The khalifa laughed. “Yes, he’s a troublesome man, with enormous appetites—much like his father. Did you know he brought fifty guards and slaves? They’re destroying my coffers.”

“See, I’m saving you money. It would probably be cheaper to simply bribe the nomads to go away.”

“If only that were the end of it,” Kallia said. “Sultan Mufashe boasts thirty thousand men-at-arms. Imagine Whelan with thirty thousand desert dwellers guarding his right flank. We could throw the enemy into the sea before Toth roused himself from the Dark Citadel.”

She made to climb out of the water.

“What’s the hurry?” Marialla said. “You only just arrived.”

“No time. I have an uncomfortable conversation with the sultan’s ambassador to face.”

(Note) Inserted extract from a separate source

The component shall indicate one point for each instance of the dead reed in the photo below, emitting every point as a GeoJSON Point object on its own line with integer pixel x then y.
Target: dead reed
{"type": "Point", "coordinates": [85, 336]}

“Now wait a moment,” Marialla said. “I didn’t say I couldn’t help you win the sultan’s trust. Only that I wouldn’t marry him.”

Marialla waded towards Kallia and gestured to her servants. They brought her towels and robes. She climbed from the water and lifted her arms over her head while they dried her. She slipped into her robes and removed the turtle-shell combs from her hair. It fell in waves that flowed halfway down her back. A girl brushed her hair, while another dabbed her neck and wrists with sweet-smelling oils.

“Now I’m the one who is intrigued,” Kallia said. “What do you have in mind?”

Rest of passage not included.